For some reason, that one charged a cent less than all the other stations. It also featured in Goodbye Pork Pie.
“I’ve heard that there is an (unwritten?) understanding that as long as Shell has an outlet on the Quay, then BP will too; and neither will vacate without the other one going as well.”
I don’t think this is so much a rule as a fact of competition, and the fact that both are on very good sites. Although the Shell opposite the Holiday Inn/Post Office Building (Shell Harbour City maybe?) is anecdotally the last petrol station in the country to change its price, as the people in offices in the North end of BP House used to be able to look straight out their windows and see it. The Maritime tower has changed that as far as I can tell.
Frustratingly the ones that close all seem to be the ones I use – the Shell up in Northland, the one on Aro St, the Vivian St one (which I would have thought would have made killing at the end of the motorway). I hope the Brooklyn Caltex hangs around for a while longer.
What is more annoying though are the vacant lots/bomb sites that remain once they’ve gone – the Aro St Shell site is just awful as is the Caltex on Wakefield.
The fundamental problem is, the storage tanks aren’t a walk in the park to remove.
With the Vivian St Shell, it was apparently earmarked for renovation, but that seems to have languished. And a campervan park was initially proposed for the former Aro St Shell, but nothing came of it.
maximus-
here are more pictures, including the petrol price sign
http://tinyurl.com/63f352
http://tinyurl.com/5gxbzg
Sybil Lupp, for those who don’t know, was a remarkable woman: and an exceptional racing car driver.
http://www.nzhistory.net.nz/media/photo/sybil-lupp
Also a mean mechanic – which you would have to be, servicing British sports cars with multiple carburettors. She used to drive Jaguars, especially liking the roar of the V12 Jag, and used to race over the Rimutaka Hills at a decent pace, smiling sweetly at the police officers as they choked on their moustaches at the sight of this sweet young woman driving: perhaps not what they were expecting behind the wheel. Or even less expectant later when she was a sweet old lady, still behind the wheel of a V12 Jag.
http://www.drivesouth.co.nz/news/4395/had-drive-and-makeup
Presumably, from Starkive’s comments, Sybil’s garage was the one at the bottom of Aro Valley, next to the small park: and the garage is looking very desolate now. Surely someone could find a use for it?
and for more on the Arlington Temple – United Methodist church atop a gas station, built in 1971 on Fort Myer Drive, it is “the only place of worship in Rosslyn’s business district” and “notable for its location above a gas station, which was a precondition in the donation of the land. It is the only combination church and gas station in the United States.”
So it would seem to say that there is nothing to stop us building here in NZ atop a gas station. Surely, if it is ok for a house of prayer, and god appears not to mind, and the gas doesn’t stink the parishioners out: then it should be ok for us as well.
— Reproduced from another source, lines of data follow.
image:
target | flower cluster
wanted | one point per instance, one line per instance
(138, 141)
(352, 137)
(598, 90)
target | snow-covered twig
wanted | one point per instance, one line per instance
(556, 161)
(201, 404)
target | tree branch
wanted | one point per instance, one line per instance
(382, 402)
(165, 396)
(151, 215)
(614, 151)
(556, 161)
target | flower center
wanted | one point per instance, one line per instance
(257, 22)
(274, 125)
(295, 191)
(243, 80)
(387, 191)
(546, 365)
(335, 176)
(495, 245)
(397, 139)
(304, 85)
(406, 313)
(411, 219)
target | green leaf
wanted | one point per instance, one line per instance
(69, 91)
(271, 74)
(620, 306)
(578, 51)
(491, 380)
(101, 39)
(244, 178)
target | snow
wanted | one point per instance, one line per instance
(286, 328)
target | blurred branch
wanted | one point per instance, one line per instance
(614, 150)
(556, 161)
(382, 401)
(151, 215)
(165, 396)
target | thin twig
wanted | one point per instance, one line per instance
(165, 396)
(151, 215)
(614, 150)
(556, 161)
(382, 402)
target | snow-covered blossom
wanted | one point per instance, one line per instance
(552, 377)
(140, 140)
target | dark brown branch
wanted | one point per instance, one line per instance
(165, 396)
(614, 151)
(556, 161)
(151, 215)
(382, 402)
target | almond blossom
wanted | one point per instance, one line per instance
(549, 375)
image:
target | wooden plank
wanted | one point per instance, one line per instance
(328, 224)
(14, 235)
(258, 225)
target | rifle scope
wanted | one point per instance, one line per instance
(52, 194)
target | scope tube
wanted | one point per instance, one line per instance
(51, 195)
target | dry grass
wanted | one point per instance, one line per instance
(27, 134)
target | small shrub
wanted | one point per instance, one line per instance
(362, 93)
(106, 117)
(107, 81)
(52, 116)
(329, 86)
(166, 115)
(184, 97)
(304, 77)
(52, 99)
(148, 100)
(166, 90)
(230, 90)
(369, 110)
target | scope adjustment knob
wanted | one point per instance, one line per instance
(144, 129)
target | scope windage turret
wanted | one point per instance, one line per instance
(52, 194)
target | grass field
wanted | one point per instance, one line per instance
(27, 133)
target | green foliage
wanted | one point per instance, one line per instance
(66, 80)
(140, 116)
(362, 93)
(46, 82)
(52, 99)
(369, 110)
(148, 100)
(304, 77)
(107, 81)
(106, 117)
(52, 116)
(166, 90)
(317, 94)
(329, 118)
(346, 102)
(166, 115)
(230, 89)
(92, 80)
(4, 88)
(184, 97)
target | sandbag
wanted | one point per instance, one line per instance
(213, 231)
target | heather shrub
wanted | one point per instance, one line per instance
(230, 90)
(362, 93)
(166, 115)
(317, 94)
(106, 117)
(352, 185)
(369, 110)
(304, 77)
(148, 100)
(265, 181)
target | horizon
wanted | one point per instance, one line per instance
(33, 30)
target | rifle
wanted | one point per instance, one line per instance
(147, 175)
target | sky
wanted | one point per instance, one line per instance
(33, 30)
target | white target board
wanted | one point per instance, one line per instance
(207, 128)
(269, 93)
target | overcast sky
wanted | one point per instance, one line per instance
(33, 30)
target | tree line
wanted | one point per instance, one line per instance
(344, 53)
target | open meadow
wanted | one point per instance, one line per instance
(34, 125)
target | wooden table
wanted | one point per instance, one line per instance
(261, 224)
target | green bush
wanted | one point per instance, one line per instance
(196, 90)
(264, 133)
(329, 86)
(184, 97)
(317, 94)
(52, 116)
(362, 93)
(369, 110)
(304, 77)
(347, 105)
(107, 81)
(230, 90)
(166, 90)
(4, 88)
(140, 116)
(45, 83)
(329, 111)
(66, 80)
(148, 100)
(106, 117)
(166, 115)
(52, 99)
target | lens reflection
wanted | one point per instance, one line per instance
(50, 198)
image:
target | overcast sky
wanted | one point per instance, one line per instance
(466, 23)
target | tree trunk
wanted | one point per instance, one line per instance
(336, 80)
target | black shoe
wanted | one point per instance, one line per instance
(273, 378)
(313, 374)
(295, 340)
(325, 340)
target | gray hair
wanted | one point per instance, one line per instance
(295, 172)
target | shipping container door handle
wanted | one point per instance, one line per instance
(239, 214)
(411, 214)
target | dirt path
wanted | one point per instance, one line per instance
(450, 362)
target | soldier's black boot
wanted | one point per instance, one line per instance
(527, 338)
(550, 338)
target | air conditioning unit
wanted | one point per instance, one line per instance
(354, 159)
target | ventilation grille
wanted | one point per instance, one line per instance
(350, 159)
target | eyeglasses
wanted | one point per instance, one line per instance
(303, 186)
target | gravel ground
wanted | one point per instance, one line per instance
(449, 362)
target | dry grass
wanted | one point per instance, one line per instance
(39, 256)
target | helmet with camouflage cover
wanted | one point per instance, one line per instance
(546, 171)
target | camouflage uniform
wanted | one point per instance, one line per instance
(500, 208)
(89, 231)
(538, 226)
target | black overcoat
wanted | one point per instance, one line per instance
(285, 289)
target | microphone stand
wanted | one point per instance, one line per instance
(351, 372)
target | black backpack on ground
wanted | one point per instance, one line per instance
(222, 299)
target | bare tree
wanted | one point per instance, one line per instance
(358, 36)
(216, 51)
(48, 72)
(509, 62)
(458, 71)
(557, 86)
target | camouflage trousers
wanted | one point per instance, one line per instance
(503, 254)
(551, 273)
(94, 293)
Still keen for more? Check also : http://archives.umc.org/interior.asp?ptid=2&mid=3005
excerpt: “As the landlord for the gas station, the church pumps the rental income into its coffers. The money helps keep the urban congregation of about 250 members going. When a 2002 blizzard destroyed the church roof, the gas money helped pay for a replacement.
The combination gas station-church has been in the center of Rosslyn for 31 years. The Rev. James Robertson established the church on land donated 40 years ago by a lumberyard owner, and the first worship services were held in the carpenter’s shop.
“Dr. Robertson had a real passion for urban ministry,” McDonald Walker says. “He just had a call to plant a church where there were offices and hotels in commercial areas to be a presence of Christ in such an area.”
Robertson also knew that property in commercial areas such as Rosslyn, with its gleaming skyscrapers filled with office workers, was expensive. His solution: build a house of worship on top of a house of commerce.”
it’s an interesting question whether in our day of megafear whether a building on top of a gas station could get built again. The first potential “outrage” would be the prospect of a building sitting on top of an explosive source. Of course many buildings have emergency generators which have fuel tanks, my understanding is that these are typically diesel fuelled which is slow burning, but it’s not like we’re not talking about the gas station selling jet fuel.
There are some green building issues that would be hard to rectify. I am more familiar with the US standard than our new NZ greenstar standard, but there are definitely requirements for keeping odours out of the building, especially away from any air source to the building interior. The US standard requires smoking areas outside the building to be 50′ from any building entrance or intake, so I think a gas station on the ground floor would probably muck that up.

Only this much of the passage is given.